Email Data Generation using Deep Learning
Project for deep-learning-based email generator.
For lawful and compliant research use only. Operate in controlled and isolated environments. Any generated content must not be used for dissemination.
Project Overview¶
This project aims to design and implement a deep learning framework that leverages both Diffusion Models and Large Language Models (LLMs) to collaboratively generate “phishing-style” email samples, enabling security researchers to test/evaluate email filters and train anti-phishing detection models.
With the development of deep learning technology, using deep learning—especially advanced large language models—for phishing email detection has become a promising solution. Data is fundamental to driving the progress of deep learning models, but due to the sensitive nature of phishing emails, which often contain a large amount of malicious content and sensitive information, obtaining such data is much more difficult than for other types. Existing open-source phishing email datasets have undergone various anonymization processes, resulting in the loss of original information, and most of the data is outdated and can no longer meet the needs of rapidly evolving phishing strategies. This work aims to use diffusion models and LLMs to generate phishing emails, providing high-quality training data for downstream detection models.
Design Principles¶
Built on Pytorch Lightning and Hydra, adopting a configuration-driven design philosophy to support flexible experiment configuration and management.
Modularity: Model factory, component decoupling, easy maintenance and upgrades.
Reproducibility: Data/model/config versioning, experiment restoration.
Portability: Support rapid migration and deployment across different environments.
Functional Architecture¶
flowchart TD
A["Data Source
(Open source dataset)"] --> B["Data Processing
Cleaning/Deidentification/Annotation
Vectorization/Feature Extraction"]
B --> C1["Diffusion Model: Initial Style Generation"]
C1 --> C2["LLM: Proofreading Enhancement"]
C1 --> RAG
DATABASE["Spear Target Database"] --> RAG
RAG["Retrieval-Augmented Generation"] --> C2
C2 --> D["Downstream Model: Training/Evaluation"]

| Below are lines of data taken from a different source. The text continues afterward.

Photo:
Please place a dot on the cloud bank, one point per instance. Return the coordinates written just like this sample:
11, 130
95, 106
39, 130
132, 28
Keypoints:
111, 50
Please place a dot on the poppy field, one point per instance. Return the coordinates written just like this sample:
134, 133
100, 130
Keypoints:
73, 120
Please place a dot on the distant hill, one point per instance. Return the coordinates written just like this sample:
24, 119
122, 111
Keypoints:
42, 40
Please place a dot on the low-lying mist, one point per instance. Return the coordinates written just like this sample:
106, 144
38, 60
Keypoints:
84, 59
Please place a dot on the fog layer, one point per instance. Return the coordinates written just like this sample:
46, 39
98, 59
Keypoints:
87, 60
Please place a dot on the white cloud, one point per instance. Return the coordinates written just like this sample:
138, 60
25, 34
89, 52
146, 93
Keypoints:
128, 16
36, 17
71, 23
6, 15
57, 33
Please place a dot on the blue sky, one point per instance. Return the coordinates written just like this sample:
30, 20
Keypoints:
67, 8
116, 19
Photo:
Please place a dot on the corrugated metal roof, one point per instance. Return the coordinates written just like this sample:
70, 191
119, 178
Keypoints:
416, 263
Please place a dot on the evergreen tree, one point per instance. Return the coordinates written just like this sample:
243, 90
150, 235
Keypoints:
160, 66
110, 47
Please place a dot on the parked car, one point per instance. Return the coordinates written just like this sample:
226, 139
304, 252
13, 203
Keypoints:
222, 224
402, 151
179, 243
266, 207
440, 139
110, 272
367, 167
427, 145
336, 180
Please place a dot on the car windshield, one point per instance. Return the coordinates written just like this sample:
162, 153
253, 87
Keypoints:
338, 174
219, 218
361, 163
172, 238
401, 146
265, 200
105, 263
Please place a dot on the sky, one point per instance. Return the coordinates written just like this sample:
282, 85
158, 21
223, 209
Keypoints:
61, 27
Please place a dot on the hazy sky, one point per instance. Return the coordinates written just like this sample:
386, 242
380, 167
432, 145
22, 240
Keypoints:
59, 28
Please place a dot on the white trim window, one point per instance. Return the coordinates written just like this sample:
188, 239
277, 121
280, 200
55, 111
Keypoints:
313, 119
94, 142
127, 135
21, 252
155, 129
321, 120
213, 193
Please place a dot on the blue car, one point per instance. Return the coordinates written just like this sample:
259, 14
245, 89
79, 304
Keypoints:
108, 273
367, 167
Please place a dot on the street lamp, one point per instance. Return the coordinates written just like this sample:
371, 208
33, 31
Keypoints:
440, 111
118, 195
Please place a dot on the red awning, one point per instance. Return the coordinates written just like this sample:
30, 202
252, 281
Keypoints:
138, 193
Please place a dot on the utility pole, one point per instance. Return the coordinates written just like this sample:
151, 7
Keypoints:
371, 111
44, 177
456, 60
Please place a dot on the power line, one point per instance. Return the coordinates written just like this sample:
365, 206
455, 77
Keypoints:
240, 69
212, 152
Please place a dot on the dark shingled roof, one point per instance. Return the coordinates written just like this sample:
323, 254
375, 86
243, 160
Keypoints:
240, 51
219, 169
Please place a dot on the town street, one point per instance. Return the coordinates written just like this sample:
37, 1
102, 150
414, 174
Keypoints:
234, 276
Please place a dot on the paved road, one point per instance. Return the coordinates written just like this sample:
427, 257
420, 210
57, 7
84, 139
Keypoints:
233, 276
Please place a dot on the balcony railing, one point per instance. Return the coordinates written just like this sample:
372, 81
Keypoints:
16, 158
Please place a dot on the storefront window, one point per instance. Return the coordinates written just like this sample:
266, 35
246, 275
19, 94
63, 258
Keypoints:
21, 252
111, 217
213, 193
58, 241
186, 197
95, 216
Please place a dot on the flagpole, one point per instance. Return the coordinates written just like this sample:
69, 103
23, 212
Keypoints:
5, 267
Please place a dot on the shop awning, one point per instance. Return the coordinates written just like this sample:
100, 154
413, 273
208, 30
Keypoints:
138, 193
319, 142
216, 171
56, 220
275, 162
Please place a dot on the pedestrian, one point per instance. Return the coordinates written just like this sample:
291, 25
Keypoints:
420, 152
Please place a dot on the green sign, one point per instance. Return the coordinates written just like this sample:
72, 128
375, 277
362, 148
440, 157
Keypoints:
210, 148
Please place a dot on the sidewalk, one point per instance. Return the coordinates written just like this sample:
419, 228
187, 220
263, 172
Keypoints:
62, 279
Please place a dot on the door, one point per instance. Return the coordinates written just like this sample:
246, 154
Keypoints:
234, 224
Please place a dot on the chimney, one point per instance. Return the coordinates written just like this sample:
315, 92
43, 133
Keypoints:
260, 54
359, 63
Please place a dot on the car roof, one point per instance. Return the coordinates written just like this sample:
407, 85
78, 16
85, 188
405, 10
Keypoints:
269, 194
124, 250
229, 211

D --> E["Entropy Feedback"]
E --> C1
E --> C2
Core Modules¶
Configuration Module¶
Input: YAML configuration file path Output: Configuration object Function: Load YAML configuration file based on Hydra framework, parse and return configuration object.
Data Cleaning Module¶
Input: Raw email data Output: Cleaned email data Function: Perform preprocessing operations such as cleaning, de-identification, and annotation on the raw email data, and extract feature vectors.
Data Preparation Module¶
Input: Cleaned email data Output: Prepared training data Function: Format, split, and otherwise process the cleaned email data to prepare it for model training.
Model Training Module¶
Input: Prepared training data, model configuration object Output: Trained model Function: Train the model using the prepared training data and the Pytorch Lightning framework, save the trained model.
Logging Module¶
Function: Monitoring various information during the training process, including loss values, accuracy, etc., and support visual display (TensorBoard, etc.)
Evaluation Module¶
Input: Test data, trained model Output: Evaluation metrics Function: Evaluate the trained model, including metrics such as accuracy, recall, etc.
Documentation Module¶
Function: Generate project-related documentation, including usage instructions, API documentation, etc.
Testing Module¶
Function: Perform unit testing and integration testing on the project to ensure the correctness of each module’s functionality.